Mar 7, 2018

A Health Care Directive


Recently, I reviewed our wills that we had written years ago. Our kids have moved out and we are fifteen years older than when we wrote them. Our wills also include health care directives. I was intrigued rereading what I wrote so long ago. I stand by it still and here I share with you its key elements (with a few insignificant edits). I suggest you have one done and file it with your primary health care facility.

“Whenever I am unable to decide or speak for myself, my health care agent has the power to make any and all health care decisions for me, including the power to give, refuse or withdraw consent to any care, treatment, service or procedures, including deciding whether to stop or not start health care that is keeping me or might keep me alive.

“Ultimately, I am interested in my life continuing provided there is a reasonable probability that I will eventually return to leading a somewhat normal and productive life. But I am not interested in expensive or painful procedures that have little probability of returning me to a degree of normalcy. I am also concerned the impact my living or dying has on my wife and my children, and what their wishes may be. The critical point is that I do not want money and energy spent to keep me merely alive. I have loved my life but I have little fear of dying. I am primarily afraid of physical and emotional pain, and I do not want my last act on earth to be spending mine or my wife’s or anyone else’s money to keep me alive only for the sake of being alive. I especially do not want to be a burden to my family, financially, emotionally or otherwise.

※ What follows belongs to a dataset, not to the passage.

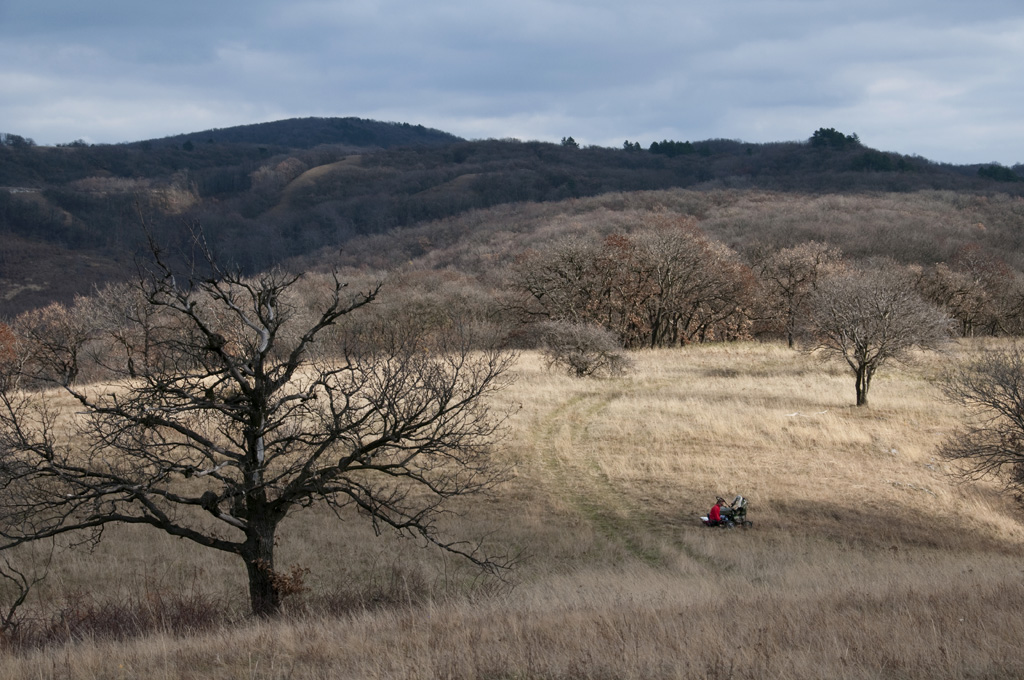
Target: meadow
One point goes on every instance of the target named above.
(867, 557)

“I have little tolerance for pain and do not want it, whether physical or emotional. An example of emotional pain would include consciousness but inability to communicate or move. Another would be living permanently in a group facility such as a nursing home.

“I do not believe that allowing death by omission is wrong. You are free to let me die or even help me die if that is appropriate.

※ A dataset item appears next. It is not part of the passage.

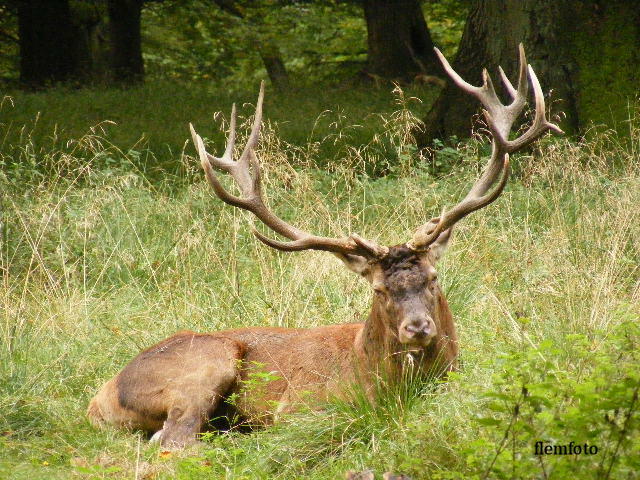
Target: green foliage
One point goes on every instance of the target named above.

“My life would no longer be worth living if I were an emotional or financial drain on my wife, children or society; if I could not live a reasonably productive life; if I could not basically take care of myself; if I were to spend the remainder of my life in a nursing facility; or if I were unconscious with little expectation of returning to a somewhat productive life.

“Standard medical treatments may be used to try to improve my medical condition or to prolong my life but they should be stopped if they do not help.

“If I had a reasonable chance of recovery where I return to being a somewhat normal and productive person, I would want reasonable efforts made to recover me. But if recovery means, for example, permanent blindness, loss of arms, permanent pain and other major disabilities, I do not want efforts made to prolong my life.

“If I were dying, I would want all efforts made to minimize pain and no efforts made to prolong my life. If I were permanently unconscious or otherwise completely dependent on others for my care, I would want to die as soon as possible.”

“I would like to die at home. I remember when our dog, Sam, was dying. Rather than putting him alone into a sterile medical facility full of tubes in an effort to extend his life a few days or weeks or months, he laid in the family room with us until he couldn’t eat or drink. Then we brought him to the vet where he was euthanized while my wife held him. I only wish that you treat me as well as she treated Sam.”